This activity brings me to life. And it doesn't have to be elaborate. Last year, a friend had to take a cup of coffee to his girlfriend at work. It was a few miles away. I was excited to go. Genuinely excited.
I have an uncanny ability to walk away from the familiar for something foreign without much fear. There's usually a lot of unexpected to deal with once I arrive, but the getting there is emotionally quite easy.
Last night I went to a synagogue. I hadn't ever been to a synagogue before. Yann Martel, the author of a brilliant book, was speaking there. Going somewhere I've never been before to hear an author I admire speak does something real for me. It quenches a thirst rooted in dehydration.

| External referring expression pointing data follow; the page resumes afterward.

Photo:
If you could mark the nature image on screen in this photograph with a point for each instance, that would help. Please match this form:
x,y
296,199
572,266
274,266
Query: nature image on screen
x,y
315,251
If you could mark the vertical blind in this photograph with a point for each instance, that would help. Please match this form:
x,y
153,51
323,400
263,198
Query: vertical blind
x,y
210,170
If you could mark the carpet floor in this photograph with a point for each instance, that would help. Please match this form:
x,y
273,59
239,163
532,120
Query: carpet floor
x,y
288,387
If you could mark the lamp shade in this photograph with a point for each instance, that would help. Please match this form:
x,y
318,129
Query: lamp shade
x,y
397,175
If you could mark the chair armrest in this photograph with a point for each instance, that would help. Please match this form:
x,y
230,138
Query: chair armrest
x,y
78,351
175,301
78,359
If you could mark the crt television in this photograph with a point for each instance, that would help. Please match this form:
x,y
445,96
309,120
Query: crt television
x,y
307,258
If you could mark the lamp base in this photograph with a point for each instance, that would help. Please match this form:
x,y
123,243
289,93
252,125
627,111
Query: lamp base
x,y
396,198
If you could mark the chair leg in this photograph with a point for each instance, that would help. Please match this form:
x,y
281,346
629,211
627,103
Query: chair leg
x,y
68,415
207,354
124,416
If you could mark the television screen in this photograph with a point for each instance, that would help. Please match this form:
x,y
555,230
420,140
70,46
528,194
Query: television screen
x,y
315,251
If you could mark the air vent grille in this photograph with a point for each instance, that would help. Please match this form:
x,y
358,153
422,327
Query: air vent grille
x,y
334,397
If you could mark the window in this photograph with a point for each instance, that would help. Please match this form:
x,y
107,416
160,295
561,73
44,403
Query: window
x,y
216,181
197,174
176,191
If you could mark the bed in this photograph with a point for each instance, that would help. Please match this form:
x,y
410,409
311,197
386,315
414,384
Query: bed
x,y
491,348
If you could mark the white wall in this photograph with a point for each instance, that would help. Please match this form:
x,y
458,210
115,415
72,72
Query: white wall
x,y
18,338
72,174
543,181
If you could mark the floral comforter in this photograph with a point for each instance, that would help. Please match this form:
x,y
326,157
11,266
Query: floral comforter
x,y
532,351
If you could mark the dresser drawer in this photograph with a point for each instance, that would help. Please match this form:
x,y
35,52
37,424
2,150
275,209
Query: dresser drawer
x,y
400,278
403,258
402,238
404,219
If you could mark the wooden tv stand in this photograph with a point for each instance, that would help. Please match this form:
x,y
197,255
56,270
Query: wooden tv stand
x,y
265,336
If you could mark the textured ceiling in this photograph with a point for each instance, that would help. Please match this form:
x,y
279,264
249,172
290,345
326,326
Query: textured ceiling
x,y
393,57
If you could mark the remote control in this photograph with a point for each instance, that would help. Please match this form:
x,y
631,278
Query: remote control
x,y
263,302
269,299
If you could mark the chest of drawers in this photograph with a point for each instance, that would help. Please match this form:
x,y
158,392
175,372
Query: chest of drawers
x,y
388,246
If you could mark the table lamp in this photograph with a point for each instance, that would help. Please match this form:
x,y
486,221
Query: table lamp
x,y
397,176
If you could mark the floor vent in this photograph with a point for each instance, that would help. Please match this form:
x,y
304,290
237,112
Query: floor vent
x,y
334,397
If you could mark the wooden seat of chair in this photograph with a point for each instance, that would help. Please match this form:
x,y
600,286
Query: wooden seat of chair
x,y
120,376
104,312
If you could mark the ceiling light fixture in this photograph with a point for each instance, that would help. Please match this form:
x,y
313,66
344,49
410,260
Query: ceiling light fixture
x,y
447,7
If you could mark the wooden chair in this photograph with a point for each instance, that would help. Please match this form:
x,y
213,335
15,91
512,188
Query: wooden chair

It turns out he was brilliant, not surprisingly. And before stumbling upon writing, he was pretty aimless. He came from education, a travel-filled childhood, and academic parents. After finishing an undergraduate in philosophy and being "unsatisfied" with academia, he both washed dishes and worked as a security guard. He found writing to be that thing that consistently satisfied. And he wrote a lot of bad stuff before Life of Pi. Eventually he embraced it, lived on little, and wrote.
My years seem to be inching me closer and closer to this reality. I find the professional realm of reality to be quite unsatisfying. I have no interest in selling anything to anyone else. I have interests and hobbies, but when I place my interests up against the pressure of using using them to make a living, they lose their allure. Writing my own commentary on life is a natural reaction I have to living, and it never lacks satisfaction. I write a lot of bad stuff with no intention to stop. I already live on very little. That's another natural reaction I have to life.

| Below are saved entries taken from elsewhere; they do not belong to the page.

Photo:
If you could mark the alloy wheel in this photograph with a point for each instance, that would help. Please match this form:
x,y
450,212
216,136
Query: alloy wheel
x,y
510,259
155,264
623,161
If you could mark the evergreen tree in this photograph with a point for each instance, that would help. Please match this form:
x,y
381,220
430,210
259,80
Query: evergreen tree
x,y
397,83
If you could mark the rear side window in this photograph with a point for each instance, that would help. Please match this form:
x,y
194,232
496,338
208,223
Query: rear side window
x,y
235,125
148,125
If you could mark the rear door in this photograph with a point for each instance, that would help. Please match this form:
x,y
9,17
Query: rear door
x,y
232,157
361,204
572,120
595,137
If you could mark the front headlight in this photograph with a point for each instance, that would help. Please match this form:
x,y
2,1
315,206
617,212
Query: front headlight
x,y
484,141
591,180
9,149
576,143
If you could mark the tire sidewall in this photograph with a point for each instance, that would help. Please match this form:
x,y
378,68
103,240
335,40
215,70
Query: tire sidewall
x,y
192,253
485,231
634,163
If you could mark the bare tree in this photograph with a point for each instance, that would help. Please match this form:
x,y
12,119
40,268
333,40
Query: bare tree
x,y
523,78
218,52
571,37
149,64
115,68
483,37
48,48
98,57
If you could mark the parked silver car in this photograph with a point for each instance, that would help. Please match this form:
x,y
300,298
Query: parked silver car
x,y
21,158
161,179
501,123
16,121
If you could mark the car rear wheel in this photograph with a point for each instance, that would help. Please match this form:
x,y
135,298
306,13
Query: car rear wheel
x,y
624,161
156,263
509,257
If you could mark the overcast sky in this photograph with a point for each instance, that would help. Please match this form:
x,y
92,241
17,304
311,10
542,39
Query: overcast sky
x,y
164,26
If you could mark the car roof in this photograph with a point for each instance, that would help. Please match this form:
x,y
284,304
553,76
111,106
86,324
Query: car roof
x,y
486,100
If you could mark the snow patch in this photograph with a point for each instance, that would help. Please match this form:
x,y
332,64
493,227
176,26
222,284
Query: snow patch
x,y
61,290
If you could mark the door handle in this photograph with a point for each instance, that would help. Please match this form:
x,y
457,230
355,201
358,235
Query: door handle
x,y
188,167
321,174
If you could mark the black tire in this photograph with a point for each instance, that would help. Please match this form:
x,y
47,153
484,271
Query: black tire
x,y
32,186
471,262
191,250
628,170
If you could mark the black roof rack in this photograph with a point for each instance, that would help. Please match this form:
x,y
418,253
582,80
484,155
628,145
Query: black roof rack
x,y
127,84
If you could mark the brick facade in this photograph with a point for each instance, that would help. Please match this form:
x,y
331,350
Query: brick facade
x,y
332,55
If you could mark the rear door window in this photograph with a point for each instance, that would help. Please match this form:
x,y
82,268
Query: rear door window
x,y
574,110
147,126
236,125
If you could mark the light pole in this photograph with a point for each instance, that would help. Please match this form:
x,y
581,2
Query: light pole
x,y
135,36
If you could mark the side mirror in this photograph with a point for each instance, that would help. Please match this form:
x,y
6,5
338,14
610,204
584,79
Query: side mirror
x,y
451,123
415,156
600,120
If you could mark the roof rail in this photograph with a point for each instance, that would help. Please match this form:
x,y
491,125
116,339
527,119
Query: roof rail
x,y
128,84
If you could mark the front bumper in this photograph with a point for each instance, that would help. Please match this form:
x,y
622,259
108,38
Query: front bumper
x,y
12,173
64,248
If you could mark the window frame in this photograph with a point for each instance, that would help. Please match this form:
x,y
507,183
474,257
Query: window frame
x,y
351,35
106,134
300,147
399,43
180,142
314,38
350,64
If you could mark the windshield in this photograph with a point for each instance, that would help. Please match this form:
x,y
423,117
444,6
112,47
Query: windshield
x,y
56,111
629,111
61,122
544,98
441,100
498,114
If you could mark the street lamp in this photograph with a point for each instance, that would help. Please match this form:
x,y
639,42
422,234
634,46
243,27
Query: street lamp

Today I went somewhere else. I got away. And I am sitting in front of a new window typing this out with the knowledge that the people I run into are all strangers; Their daily landscape is completely different than mine, and they have no choice but to share theirs' with a stranger today. Later I will have lunch with an old friend, the woman who coincidently told me I should read Life of Pi, the book that took me to me the synagogue last night, a night that will help solidify the idea that occupational misdirection isn't a flaw for someone that finds more satisfaction in writing life commentary than anything else.
It's also a plus that occupational misdirection lends itself to the going, the other thing that brings me upmost satisfaction. Keep going, and keep writing, and keep being inspired by thoughtful well spoken writers that have themselves kept going, and kept writing.